The ``small machine'' model discussed in this paper was first developed in 1991 for a course on how to use the Boyer-Moore theorem prover, Nqthm, to model microprocessors. The Nqthm model is a distillation of the microprocessor modeling approach developed by the Nqthm community at the University of Texas at Austin and Computational Logic, Inc., in the 1980s. The small machine model was transcribed to ACL2 in 1995 and described in the paper:

• R. S. Boyer and J S. Moore, Mechanized Formal Reasoning about Programs and Computing Machines, in R. Veroff (ed.), Automated Reasoning and Its Applications: Essays in Honor of Larry Wos , MIT Press, 1996.

Thus, there are two ACL2 scripts formalizing the small machine, the 1996 one and the present one (1998). They are different! The differences stem from the fact that the 1996 model was not Common Lisp compliant. In order to do the performance measuring reported in the present paper, I decided to change the model to make (and prove) it compliant. I list the differences between the two models below.

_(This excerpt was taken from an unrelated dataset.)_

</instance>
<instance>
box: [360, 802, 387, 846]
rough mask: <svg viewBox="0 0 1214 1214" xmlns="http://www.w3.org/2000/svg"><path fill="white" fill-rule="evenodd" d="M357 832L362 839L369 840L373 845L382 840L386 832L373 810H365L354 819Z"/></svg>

• In the non-compliant script, the function statep merely recognizes true lists of length 5, whereas in the compliant script, it recognizes syntactically well-formed states:

  (defun statep (x)
    (declare (xargs :guard t))
    (and (true-listp x)
         (equal (len x) 5)
         (pcp (pc x))         ; pc   = (symbol . nat)
         (stkp (stk x))       ; stk  = (pc ... pc)
         (memp (mem x))       ; mem  = (int ... int)
         (codep (code x))))   ; code = ((symbol ins ... ins)
                              ;         ...
                              ;         (symbol ins ... ins))
  

  where an ins is a syntactically well-formed instruction. Note in particular that the 1998 statep requires that the memory contain integers. The main reason for this has to do with the guard for the arithmetic instructions in the instruction set. The ADD instruction, for example, adds the contents of two memory locations. For that to be compliant, we must either know or check that the two values are numeric. If we check, we slow down the execution and we have to invent the semantics of ADD on non-numeric values. We can avoid these two burdens by choosing the guard on memory. That, however, requires that we prove that every operation that changes memory writes integers into it.

• Memory is written with the function put. What happens if we put beyond the end of memory? In the non-compliant script, put deposits nils into the slots between the end of represented memory and the location to be written. That behavior violates our new guard on memory, so put was changed to deposit 0s into those slots. In a realistic processor we would enforce the additional guard that no instruction writes beyond the end of represented memory. This was done both in the CAP proofs by Brock and the Piton proofs by me. But I chose not to deal with such resource bounds in this small machine. Analogous to put is get. In the 1996 model, we used the Lisp function nth to retrieve memory contents -- and nth retrieves nils beyond the end of memory. In the new model we use get and define it to return 0s in that situation. Occurrences of nth used to access memory in the old model were replaced by get in the new.

• In the non-compliant script, the JUMPZ instruction uses the ACL2 test zp which coerces the tested value to a natural. This is artificial in the new model, where the tested value is known to be an integer. So I changed JUMPZ to use zerop, which tests simple equality to 0. This, of course, changes the semantics of the instruction set, but makes it more realistic.

• In a change unrelated to guards, I modified the way I handled the clock function cplus and ctimes. In the 1996 model they were defined recursively to be + and * on naturals, using the Peano definitions. That way, they would suggest inductions and expand in the way needed to unwind loops in induction arguments. I proved two lemmas ``revealing'' that they were actually + and *, but kept those lemmas disabled except where I wanted to eliminate the clock functions for closed arithmetic expressions. This approach suffers the problem that if you try to compute with cplus and ctimes on ``large'' input, e.g., (cplus 1000 1), as done in the clock expressions for my performance testing, you get stack overflows because of the recursive definitions. I avoid this in the new script by defining these two functions to be their natural arithmetic expressions. I then prove rewrite rules (actually :definition rules) that cause them to expand as though they were recursively defined. And I provide :induction rules so they suggest the appropriate inductions. Then I disable them. Enabling them is analogous to enabling the ``revelation'' rules of old. The neat thing about this approach is that I can now compute with simple arithmetic rather than recursion.

• Several of the correctness theorems were changed. The new version of statep insures that memory contents are integral. It was therefore unnecessary to write certain (natp i) expressions; they were replaced with (<= 0 i). Also, some theorems were generalized slightly. For example the TIMES program multiplies a natural times an integer, not just a natural times a natural. The program was not changed; I just proved a stronger theorem. No new lemmas were necessary.